Inequality at the intersection of corporate values and sports

Let’s now throw knives at this carnival wheel of irony, the interminable hopscotch path of meaningless platitudes called “corporate values.” What a scam, this nonsense intended to bolster the legal defense-cum-marketing ploy of corporations as relatable human entities with moral compasses and cultural ethics. In this post, I won’t go after every incarnation of the corporate value, but direct my incredulity at a specific, yet unspecified-for-this-post-company’s policy of recruiting “elite athletes” under the eyeroll-worthy assertion that athletes are more driven to perform highly than the well-fed and under-exercised mammals in the office habitat. I know, it sucks not to know who’s screwing who when you’re investing yourself in workplace gossip, but my guess is there’s more than one company out there with such a shamefacedly biased and unproven hiring credo, so feel free to apply this unnamed example liberally across the spectrum.
While the Goliath company in question has many redeeming quote-unquote values that provide its employees the pedestals and platforms on which to engage in activities for actual human benefit, it espouses an appalling hiring methodology, which seeks to attract professional, semi-professional, and hobbyist athletes to its ranks. My selection of adjectives regarding the hiring policy does not mean to imply that athletes are bad workers across the board, but you see, according to the organization’s corporate values, athletes are naturally driven to high performance, and therefore, it competes to preferentially hire and retain these earthly Hermeses with their superhuman yens for achievement.
HOWEVER — all caps — like the Greek god of sports himself, the Corporate Hermes can also be a thief; a thief of profit and proficiency, as the corporate value system, built on that most flimsy foundation of human perception, fails to recognize a crucial distinction: athletes are driven to high performance — in athletics. Not always so in work. Not even most of the time.

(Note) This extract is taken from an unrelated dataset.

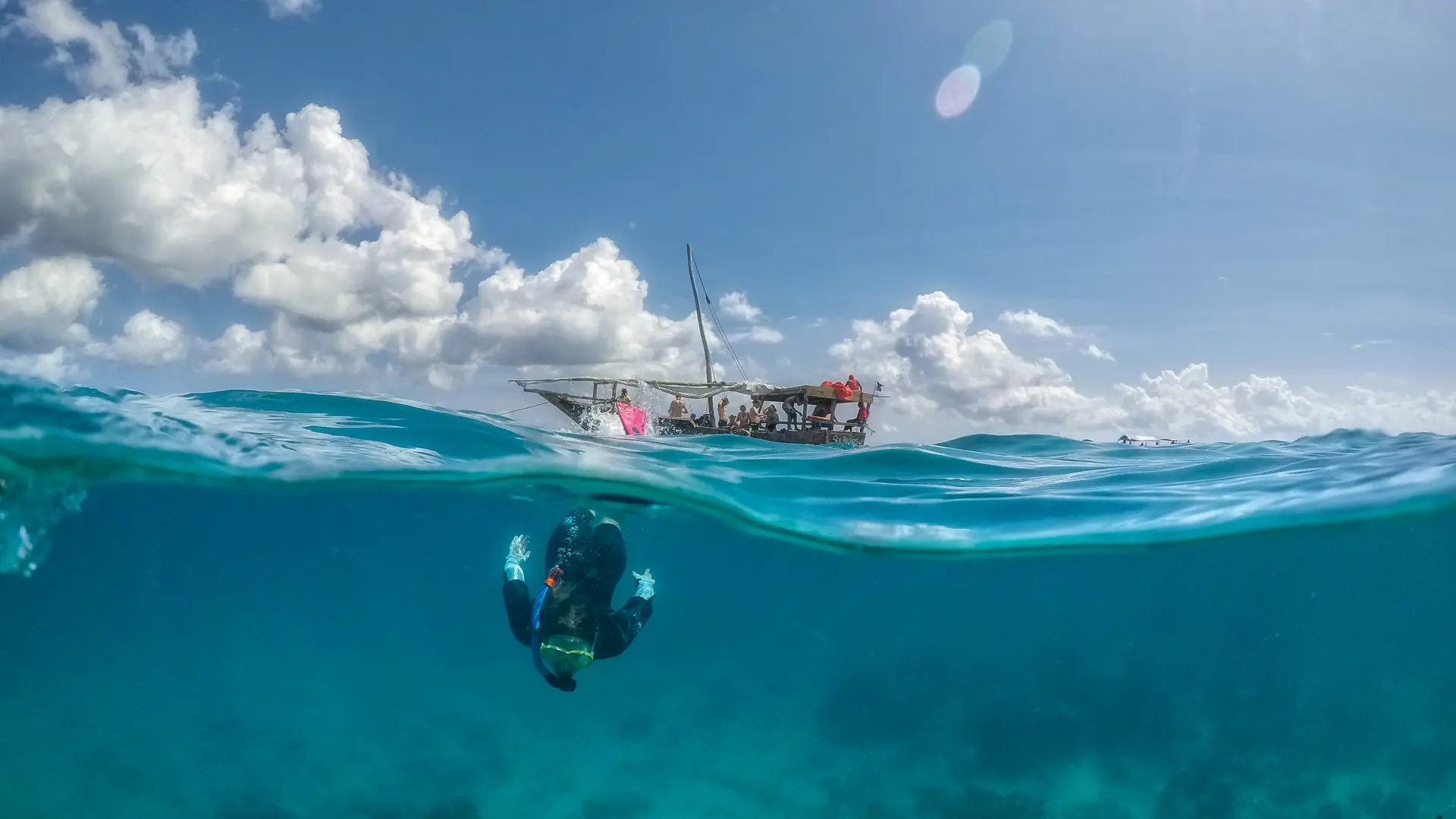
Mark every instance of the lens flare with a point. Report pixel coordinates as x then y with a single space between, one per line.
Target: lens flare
989 49
957 91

Athletes, as much as we deify them, are people, too. And like most people, usually take jobs in order to support themselves, their families, and their extracurricular activities, not just because they have an untamable will to succeed at all costs in all venues. Nor do the specific athletes this company prizes most highly and courts most aggressively, the executive’s latest darling in trendy kits with expensive gear: the cyclists.

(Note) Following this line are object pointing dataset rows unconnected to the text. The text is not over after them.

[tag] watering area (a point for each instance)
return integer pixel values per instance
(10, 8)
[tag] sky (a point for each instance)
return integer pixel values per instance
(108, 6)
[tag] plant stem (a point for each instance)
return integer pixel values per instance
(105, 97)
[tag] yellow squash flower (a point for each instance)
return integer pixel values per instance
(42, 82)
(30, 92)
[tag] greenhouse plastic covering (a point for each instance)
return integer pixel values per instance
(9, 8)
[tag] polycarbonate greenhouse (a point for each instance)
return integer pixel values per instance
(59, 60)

Drive cannot be scattered among multitudinous minutiae throughout the tedious minutes and long hours of each day and not become diluted. Although many people, myself included, pursue careers in fields that spark our interests and allow us to use our innate talents, quite often, a passion to perform is not equally shared between our personal hobbies and our obligatory work.
What stars have blinded the eyes of executives and Human Resources so completely as to gloss over this obvious fact of human nature? Do all of these silly ideologues, perhaps devoted to athletics in their own off-hours and therefore comfortably smug in their assumptions, fail to recognize that maybe the chubs in the office are the real high performers? Maybe that’s why they’re so fat — because they’re not leaving the office for two hours each day to train for their cycling competitions, or not taking four-hour lunch breaks twice a week for team sports — and instead are devotedly making themselves available to do the best work they possibly can? What nonsensical boob thinks that having a hobby that has nothing to do with a job makes them more fit for the work?
Of course it is much appreciated when businesses recognize that all work and no play makes Jack fuzzy-minded and apathetic. It is a human right to have time away from the desk to pursue physical play and fitness or other downtime objectives. But it is a bad joke at the expense of the rest of the staff to assume that athletes are the best workers. In fact, some of the athletes at the corporation in question, so bloated on their own hubris, are among the laziest, least interested employees around. They live for their sports, they work for their time off and for money to replace their equipment, and they don’t bring their A-game to the open office, no matter how much the C-suite digs their own solipsistic jive.
So to those policy-setting execs and the HR reps inhaling their fumes, I make this suggestion: Instead of making recruiting and hiring decisions based on the subjective worth of people’s lifestyles — because make no mistake, having time and money to spare on expensive hobbies like cycling $5,000 bikes down public roads adorned with bike lanes for its wealthy citizens IS a lifestyle choice that DOES reflect economic class in most cases — try building corporate values around qualities that support human potential across all divides and reward the merits of individual work-related contributions rather than hip, rich-folk hobbies.
And let’s be honest: Even aside from financial constraints, the time it takes to develop yourself into an athlete by choice or profession requires you to have a degree of freedom that a lot of people struggle to find: people who can’t afford child or elder care, whose families can’t or couldn’t afford the fees and equipment for institutional sports, people focused on raising themselves up through public-funded academics instead of private school clubs and teams, or people who are simply plum tuckered out after taking the bus home in the dark every day.
The choices part-time athletes are able to make outside of work can be based on a relative lack of socioeconomic limitations and in no way support the theory that they are more motivated to perform high-quality work in realms outside their chosen sports. Exclusionary and elitist HR policies that court staff based on reductive conclusions about the way people spend their personal time will most certainly cause companies to miss out on bright and committed workers who do not have the same latitude as those other “elite” citizens of the workplace.